An intro to text manipulation in Linux

In Linux, almost everything is a text file, manipulating text is crucial. Let's take look at a few commands that will help us do so:

cat
head
tail
nl
grep
sed
more
less

The cat command

The most basic command to display text.

cat file

cat /usr/share/metasploit-framework/data/wordlists/passwd.lst

Not the most convenient tool, but quick.

The head command

This command will display the first 10 lines (by default) of a file.

head filename

If you wanted to display a specific number of lines, specify it after the command with a -

head -20 passwd.lst

The tail command

The opposite of head, will display the last 10 lines (by default) of a file.

tail filename

If you wanted to display a specify number of lines, specify it after the command with a -

tail -20 passwd.lst

The nl command

Display a file with line numbers.

nl file

If you pipe output to it, it makes referencing a whole lot easier.

head -35 passwd.lst | nl

The grep command

Probably the most widely used text manipulation command. There are entire books on this single command.

cat file | grep keyword

It lets you filter content of a file for display.
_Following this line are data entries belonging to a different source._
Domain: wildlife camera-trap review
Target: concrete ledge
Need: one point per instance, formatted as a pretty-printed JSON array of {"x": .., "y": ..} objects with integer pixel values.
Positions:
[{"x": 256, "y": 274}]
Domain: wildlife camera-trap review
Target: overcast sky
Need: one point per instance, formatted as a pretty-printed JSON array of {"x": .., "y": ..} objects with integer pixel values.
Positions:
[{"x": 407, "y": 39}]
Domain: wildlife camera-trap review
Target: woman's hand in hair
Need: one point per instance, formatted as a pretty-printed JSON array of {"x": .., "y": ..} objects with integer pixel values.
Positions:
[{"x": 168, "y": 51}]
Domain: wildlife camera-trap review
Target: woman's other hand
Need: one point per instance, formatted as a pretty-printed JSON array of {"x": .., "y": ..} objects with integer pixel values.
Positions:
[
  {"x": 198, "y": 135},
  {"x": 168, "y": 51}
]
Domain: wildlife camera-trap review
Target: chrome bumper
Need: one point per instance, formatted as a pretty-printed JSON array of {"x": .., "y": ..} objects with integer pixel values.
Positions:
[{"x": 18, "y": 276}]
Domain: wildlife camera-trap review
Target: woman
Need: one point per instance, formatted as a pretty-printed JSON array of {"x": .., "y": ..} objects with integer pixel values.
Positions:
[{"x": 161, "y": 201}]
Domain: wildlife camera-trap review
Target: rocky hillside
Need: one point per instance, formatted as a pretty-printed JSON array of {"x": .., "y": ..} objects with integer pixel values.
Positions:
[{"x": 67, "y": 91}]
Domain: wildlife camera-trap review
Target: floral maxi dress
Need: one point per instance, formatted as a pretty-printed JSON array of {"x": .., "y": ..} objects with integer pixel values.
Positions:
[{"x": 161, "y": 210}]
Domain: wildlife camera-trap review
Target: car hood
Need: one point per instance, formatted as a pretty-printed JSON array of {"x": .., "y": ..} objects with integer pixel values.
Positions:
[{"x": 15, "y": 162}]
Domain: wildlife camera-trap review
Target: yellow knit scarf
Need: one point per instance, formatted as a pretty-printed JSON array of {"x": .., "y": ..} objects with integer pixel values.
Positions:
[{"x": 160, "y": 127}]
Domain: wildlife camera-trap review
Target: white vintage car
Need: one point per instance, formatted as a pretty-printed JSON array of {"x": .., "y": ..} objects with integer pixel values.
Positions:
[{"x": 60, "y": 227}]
cat passwd.list | grep output

Combine it with previous commands, let's view all words from lines 20 to 50 of passwd.lst that have 23 in them

head -50 passwd.lst | tail -30 | grep 23 | nl

• head -50 passwd.lst indicates we want to display the first 50 lines
• tail -30 indicts we want the last 30 lines of those 50 lines from the head command, so lines 20 - 50.
• grep 23 will display only lines that have 23 in them.
• nl will display line numbers.

The sed command

This command lets you search for occurrences of a word or a test pattern and then perform some action on it. Similar to Find and Replace in Windows. Commands in sed begin with a single letter.

s is the substitution command

echo "gwyn" | sed 's/gwyn/gps'

Let's use sed to find all the instances of mysl in the snort.conf file and replace it with MySQL and save the file as snorttest.conf in our current directory

sed s/searchterm/replacementterm/occurence

The g here stands for global and means replace all instances of the occurrence.

sed s/mysql/MySQL/g /etc/snort/snort.conf > snorttest.conf

You can specify which occurrence of the line you want to replace by using /1, /2, etc, at the end.

Let's say we have this textfile.txt

gwyn gps
gwyn gps gps
gwyn gps gps gps

How can we only replace the second occurrence of gps with gwyneth per each line?

sed s/gps/gwyneth/2 textfile.txt > sample.txt

Now what if we wanted to replace the second occurrence in only the third line? We can preface the s command with a number to indicate that.

sed 3s/gps/gwyneth/2 textfile.txt > sample2.txt

Let's view each occurrence of mysql in snort.conf

and replace the every mysql occurrence in the second line with dogs and save that to sample2.txt

The more command

Displays a page of a file at a time and lets you page down.

more file

more snort.conf

The less command

Similar to the more command, except with more utility. Less is more :)

less file

If you press the / key, less will let you search for terms in the file.

less snort.conf

Here I pressed / and typed option

less took me to the first occurrence, hit n for next.

That's it for this one, I'm starting to finally understand the power of chaining these commands together.